During 1919 and 1920 he had paintings exhibited in Paris and London. Fetvadjian later emigrated to America, where he continued to paint and exhibit his works, though on a decreasing scale as he found himself isolated and unable to obtain commissions. In New York he produced an altar portrait of the Madonna and Child for the Armenian cathedral of the Holy Illuminator, as well as supervising the renovation of the building. He died in Medford, Mass., on the 7th October 1947. In 1947, shortly before his death, he bequeathed his entire collection of paintings to the National Gallery of Armenia. After his death his remains were moved to Yerevan. During his career he is said to have painted over 2,000 oils and watercolours, many of which were of architectural or archaeological subjects.

NOTES:
1. Fetvadjian's surname appears in a variety of forms, including: Fetvajian, Fetvajyan, Fetuajian, and Fedvadjian. His first name is sometimes written as Arshag.
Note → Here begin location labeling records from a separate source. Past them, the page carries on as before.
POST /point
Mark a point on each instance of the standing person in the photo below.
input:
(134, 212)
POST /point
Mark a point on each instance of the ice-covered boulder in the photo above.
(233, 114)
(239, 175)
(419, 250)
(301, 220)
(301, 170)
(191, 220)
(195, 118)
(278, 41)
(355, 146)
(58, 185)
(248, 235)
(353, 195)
He signed his artworks "Fetvadjian", so all the other variants of his surname are not valid. The "yan" ending is a rendering into English of the Soviet-period spelling reform (some would say "Russification") of Armenian name endings. This Russian influence still continues: by law, for the rendering into English, all last names in Republic of Armenia passports are by default written with "yan", "ian" can only be used by special request.